The founder of Pakistan Paper Products (PPP), Sayeed passed away peacefully in his sleep at his home. He had been unwell for one and a half year but was actively engaged with company affairs until then.
He leaves behind three sons including Asad Sayeed, Pakistan’s frontline economist.
At the age of just 21 and with a few thousand rupees in hand, Sayeed migrated to Pakistan in 1948, leaving behind his family in Hyderabad Deccan. “I got very emotional with the riots at the time of partition and decided to move here,” he told the scribe in a 2010 interview.
The story of how he established PPP reflects the unfaltering commitment of entrepreneurs of that time. After moving in with a Christian family in Saddar as a paying guest, he set out to start the business.

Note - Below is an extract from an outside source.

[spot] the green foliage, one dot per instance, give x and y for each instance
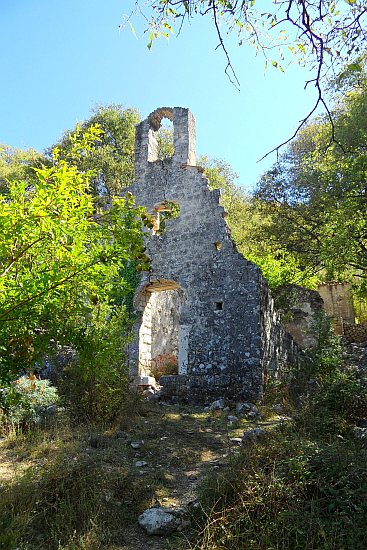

In few months, he came across Abbas Khalili, the then secretary of industries, who was always available to enterprising people. Khalili impressed Sayeed with how Muhammad Ali Jinnah yearned to see an exercise book factory in the early days of Pakistan because of his strong emphasis on education.
“There was no stationery available at that time. Even government departments were short of paper. There was no paper mill in the country,” he said in the interview.
Sayeed’s father was a director at Sirpur Paper Mills in India, who recommended Khursheed Ali, a paper technologist in Sirpur, as someone who could help Sayeed in starting the business.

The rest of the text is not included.